If you use Athena you still have to worry about shuffling and joining, it is just hidden.. It is Trino / Presto under the hood and if you click explain you can see the execution plan, which is essentially the same as looking into the SparkUI.

Who cares about JVM versions nowadays? No one is hosting Spark themselves.

Literally every tool now supports DataFrame AND SQL APIs and to me there is no reason to pick up SQL if you are familiar with a little bit of Python

ritchie46|5 months ago

With Polars Cloud you don't have to choose those either. You can pick cpu/memory and we will offer autoscaling in a few months.
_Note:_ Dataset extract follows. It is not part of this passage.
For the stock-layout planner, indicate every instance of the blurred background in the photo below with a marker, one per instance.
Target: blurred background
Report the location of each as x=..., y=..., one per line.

Cluster configuration is optional if you want this control. Anyhow, this doesn't have much to do with the query API, be it SQL or DataFrame.

ayhanfuat|5 months ago

I really doubt that Polars Cloud targets analysts doing ad-hoc analyses. It is much more likely towards people who build data pipelines for downstream tasks (ML etc).

riku_iki|5 months ago

> analysts (who this Polars Cloud targets, just like Coiled or Databricks) shouldn't worry about instance types, shuffling performance, join strategies,

I think this part(query optimizations) in general not solved/solvable, and it is sometimes/often(depending on domain) necessary to digg into details to make data transformation working.

mr_toad|5 months ago

Analysts don’t because it’s not part of the training & culture. If you’re writing tests you’re doing engineering.

That said the last Python code I wrote as a data engineer was to run tests on an SQL database, because the equivalent in SQL would have been tens of thousands of lines of wallpaper code.

gigatexal|5 months ago

Again the issue you’re having is the skill level of the audience you keep bringing up not the tool.